JUDGMENT
1. By this reference application under Section 256(2) of the Income-tax Act, 1961, the following question has been referred for our opinion :
“Whether, on the facts and in the circumstances of the case and on a correct interpretation of the sale agreement, the Tribunal was correct in law in maintaining the order of the Commissioner of Income-tax (Appeals) in deleting the addition of Rs. 32,00,000 and Rs. 50,000 made by the Income-tax Officer under the head ‘Business’ and ‘Other sources’, respectively ?”
2. The assessee is a limited non-resident company. The assessment order for the assessment year 1981-82 was passed by the Income-tax Officer on March 27, 1986, estimating the business income of Rs. 32,00,000 against the returned income shown at nil. The Income-tax Officer has also made addition of Rs. 50,000 on own estimate basis as income from other sources. The order was passed under Section 144 of the Income-tax Act, 1961. In appeal before the Commissioner of Income-tax (Appeals) the assessee has submitted that the assets and liabilities of the assessee-company had been taken over by the Indian company as per agreement and that agreement has been approved by the Reserve Bank of India on April 30, 1982, with effect from January 1, 1978.
3. As the approval of the Reserve Bank of India has not been given by the Reserve Bank of India, in the relevant previous year, the Income-tax Officer did not accept the transfer effective on the basis of the agreement and assessed the income from the tea garden in the hands of the assessee.
4. The Commissioner of Income-tax (Appeals) following the decision of the Tribunal in the case of Jhanzie Tea Association and in the case of Chulst Tea Co. Ltd. and also considering the fact that income from the tea garden concerned in the assessment year 1981-82 has already been assessed in the hands of transferee, i.e., the Indian company, therefore, he took the view that there is no justification to assess tbe same income in the hands of this assessee who is the transferor.
5. At the outset learned counsel for the Revenue brought to our notice the decision of this court in the case of CIT v. Jhanzie Tea Association [1989] 179 ITR 294, wherein this court has considered that if some transfer is made on the basis of the agreement by the non-resident company and subsequently that agreement has been approved by the Reserve Bank of India with retrospective effect, the transfer should be taken to have taken effect from the date of the agreement and from that date the income from such tea garden, which was transferred, cannot be assessed in the hands of the transferor.
6. We have considered the submission of learned counsel for the parties. In the case of CIT v. Jhanzie Tea Association [1989] 179 ITR 294 (Cal) even the sale deed was not executed but there was an oral agreement providing for transfer of income from the assets of the purchaser before execution of the sale deeds. This court has taken the view that though the sale deed was executed subsequently but with retrospective effect, the income cannot be assessed in the hands of the transferor from the tea estate when both the parties agreed that the income from the property shall be taken as income of the transferee and both the parties have acted upon on the basis of that oral agreement.

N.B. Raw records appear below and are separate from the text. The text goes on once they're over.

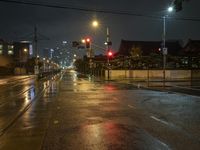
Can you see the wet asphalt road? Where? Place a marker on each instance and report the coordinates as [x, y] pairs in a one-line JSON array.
[[80, 113]]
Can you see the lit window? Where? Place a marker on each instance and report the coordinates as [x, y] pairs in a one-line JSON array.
[[10, 47], [10, 52]]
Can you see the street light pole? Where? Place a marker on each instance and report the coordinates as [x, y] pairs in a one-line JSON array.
[[164, 50], [108, 48]]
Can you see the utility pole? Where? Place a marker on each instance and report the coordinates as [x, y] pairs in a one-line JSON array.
[[108, 43], [35, 38]]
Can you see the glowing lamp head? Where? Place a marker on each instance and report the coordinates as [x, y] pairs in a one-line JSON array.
[[110, 54], [88, 40]]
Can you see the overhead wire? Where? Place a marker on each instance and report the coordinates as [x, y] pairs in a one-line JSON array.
[[95, 10]]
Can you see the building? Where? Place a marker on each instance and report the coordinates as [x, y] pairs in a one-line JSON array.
[[145, 48], [13, 52]]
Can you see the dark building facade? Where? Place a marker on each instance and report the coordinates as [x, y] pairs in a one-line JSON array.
[[148, 47]]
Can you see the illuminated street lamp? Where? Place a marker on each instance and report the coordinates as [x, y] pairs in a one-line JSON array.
[[25, 50], [164, 50], [108, 43], [95, 23]]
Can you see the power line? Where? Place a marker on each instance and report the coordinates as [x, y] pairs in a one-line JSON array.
[[95, 10]]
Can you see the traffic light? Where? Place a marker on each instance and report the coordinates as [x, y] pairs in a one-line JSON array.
[[75, 44], [110, 54], [178, 5], [87, 43]]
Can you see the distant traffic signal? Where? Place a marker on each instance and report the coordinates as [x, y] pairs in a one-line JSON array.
[[110, 54], [178, 5], [75, 44], [87, 43]]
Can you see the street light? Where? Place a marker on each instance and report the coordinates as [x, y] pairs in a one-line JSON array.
[[108, 43], [164, 50]]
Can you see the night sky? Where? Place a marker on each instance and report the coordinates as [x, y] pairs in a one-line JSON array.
[[17, 21]]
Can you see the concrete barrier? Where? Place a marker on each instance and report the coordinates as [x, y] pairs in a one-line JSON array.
[[153, 74]]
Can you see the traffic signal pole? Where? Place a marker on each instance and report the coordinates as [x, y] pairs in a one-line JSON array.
[[108, 49]]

7. Considering the submissions and the approval of the agreement by the Reserve Bank of India, in the instant case and also the fact that the income in the year under consideration from the tea estate has already been assessed in the hands of the transferee, i.e., the Indian company, there is nothing wrong in the order of the Tribunal deleting the addition of income made by the Assessing Officer. When the concurrent finding of fact of the Commissioner of Income-tax (Appeals) as well as the Tribunal is that the transfer took place from the date of the agreement we find no perversity in their finding. We concur with the view taken by both the authorities.
8. Considering the aforesaid facts, we answer the question in the affirmative, i.e., in favour of the assessee against the Revenue.
9. The reference application is accordingly disposed of.